Just consider the possibilities:

1. House Majority Leader Eric Cantor... Chicago Mayor Rahm Emanuel... New York Mayor Michael Bloomberg... Are they so different from each other? Haven't you read The Elders of Zion?

2. Glenn Beck... Mitt Romney... Nothing in common? Or both carrying out the Grand Mormon Plan?

3. Justices Roberts, Kennedy, Scalia, Thomas, Alito, Sotomayor... A victory for the Vatican?

4. Michelle Bachmann... Why is her knowledge of U.S. history so screwy? Maybe, we should ask her if she can name the winner of the 1943 World Series??? After all, her husband has a German name.

5. Sarah Palin... Didn't she say something about being able to see Russia from her house? Exaggeration -- or a childhood memory of life in the Soviet Union?

6. John McCain... What really happened in North Vietnam? How else are we to explain a stand-up guy like him selecting Sarah Palin as his running mate in 2008?
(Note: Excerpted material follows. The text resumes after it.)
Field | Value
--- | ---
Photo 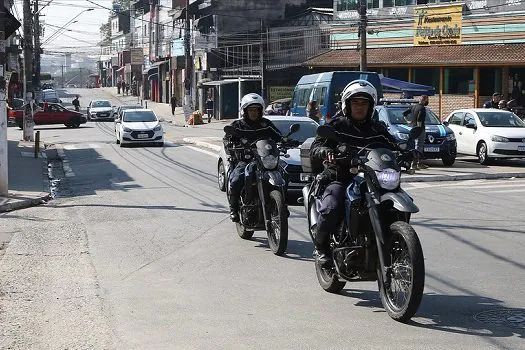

7. House Speaker John Boehner... Often tearful, right? Is he just a sensitive and emotional man -- or might it be a faulty brain implant left over from the days of the Cold War?

8. Donald Trump... Did someone whisper "The Mob"??? How else could he have broken into the gaming casino industry so easily, you say. Naaah. Better question is, what is he hiding under that hair of his?

9. Hillary Clinton.... Hmmm.... All that time in Arkansas.... Blew the effort to secure universal health care back in 1993... Now Secretary of State... Taking orders from WAL-MART, perhaps?

10. President Barack Obama... Kenyan birth? Indonesian birth? Forget it! Think again. All that time spent growing up in Hawaii in the 1970s... Surrounded by all those Japanese Americans and Japanese tourists... Was it not just the time when Japan itself was starting to threaten to economically outpace the United States?

So, you ask: Who is running all of these agents and moles? No need to wonder. I figured that out too. Remember Pinky and the Brain? Remember what Pinky asked at the end of every episode? That's right: "Gee, Brain, What are we going to do tonight?" And remember Brain's reply? "The same thing we do every night, Pinky. Try to take over the world." You thought Brain was joking? Not at all. Plus, I bet you didn't know who the Brain really was -- or, actually, is... Newt Gingrich, of course! He's got a PhD and he writes a lot of books. An intellectual, he is. Sounds like the perfect cover.